I will mention there were a couple of things that I thought
were peculiar in the Introduction. First, although he criticizes Edward
Baptist’s views on slavery and economic growth, Wright refers to Baptist’s
“otherwise excellent The Half Has Never
Been Told.” There is really nothing excellent in the book. Olmstead and
Rhode (use google scholar to find their working paper on Cotton, Slavery, and
the New History of Capitalism) and Trevor
Burnard showed that Baptist handles narrative evidence as poorly as he does
quantitative evidence, economic concepts and basic logic. On a related note,
Wright appears to cite the Roundtable on the Half Has Never Been Told in the Journal
of Economic History as anonymous even though each of the reviews clearly
identifies the author. Nevertheless, I look forward to reading the rest of
Wright’s book when I have more time.
Seth Rockman retweeted to me the link to the paper When
Wealth Encourages Individuals to Fight: Evidence From the American Civil War
by Hall, Huff and Kuirwaki. They use the Cherokee land lotteries to
try to determine whether, other things equal, slave holding made someone more
likely to fight in the Civil War. After the Yazoo Land scandal, which led to
the famous decision in Fletcher v. Peck,
Georgia used a lottery to distribute land, including that was taken from the Cherokee.

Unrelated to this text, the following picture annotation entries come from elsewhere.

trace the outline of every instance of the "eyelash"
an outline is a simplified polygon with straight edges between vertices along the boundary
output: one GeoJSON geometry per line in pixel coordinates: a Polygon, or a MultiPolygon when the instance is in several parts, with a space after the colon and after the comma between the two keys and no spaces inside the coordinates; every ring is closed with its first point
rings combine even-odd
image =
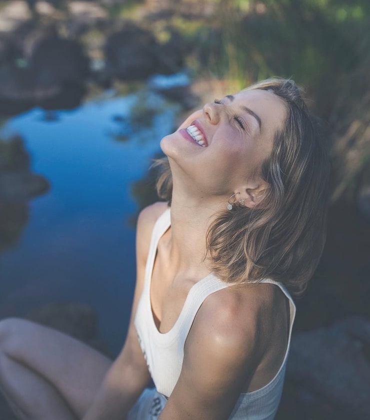
{"type": "MultiPolygon", "coordinates": [[[[214,99],[214,103],[220,103],[220,104],[223,103],[222,101],[222,100],[220,100],[220,99],[214,99]]],[[[234,119],[236,121],[236,122],[238,122],[238,123],[240,126],[240,128],[242,128],[243,130],[245,130],[246,127],[244,126],[244,124],[243,124],[242,121],[242,119],[240,118],[240,117],[238,115],[237,115],[236,114],[234,115],[234,119]]]]}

The Cherokee land lottery in 1832, provided a large wealth shock to a random
sample of Georgia citizens. Much of this increase in wealth appears to have
ended up as investment in slavery. The authors conclude that men from households
with slaves enlisted at higher rates than those in households without slaves
(though majority of soldiers came from families that did not own slaves). Their
work is generally consistent with the work
done by Hoyt Bleakley and Joseph Ferrie on the long term effects of the
wealth shock. At the end of the paper they seemed to have made a reasonable
case that an individual with more
slave wealth would be more likely to choose to enlist, but it was still not
clear to me why an individual with more
slave wealth would be more likely to choose to enlist. Why not choose to
freeride? An individual’s enlistment did nothing to make his property more
secure. It would have required an incredible amount of hubris to believe that
one’s individual participation in the war was going to affect the outcome of
the war. In what way did individuals expect to benefit from enlistment? Was it
because they were more likely to support slavery ideologically? Were there
other potential benefits in terms of prestige or possibly political
advancement? Did they need the cash more than those who had not purchased
slaves?
On a related note, Georgia seems to have done more than its
share to create experiments for economic historians. I recently mentioned a
paper on the long term negative consequences of slavery in Georgia by Tyler
Beck Goodspeed.
And James Feigenbaum, James Lee and Flippo Mezzanotti use the destruction caused
by Sherman’s March to examine the long run effects of capital and
infrastructure destruction. They find that “both agricultural and manufacturing
output fell relatively more from 1860 to 1870 and 1880 in Sherman counties
compared to non-Sherman counties in the same state. These relative declines do
not appear to be driven by differential out-migration, demographic patterns, or
long-lasting infrastructure destruction. Instead, by collecting new historical
data on local banks, we show that damage to credit markets was more severe in
march counties and that these financial disruptions can help explain the larger
declines in economic output.”
1 comment:
Gavin Wright's new EH.Net review of Beckert and Rockman's _Slavery's Capitalism_, which pulls together some of this new research on slavery, is worth a look.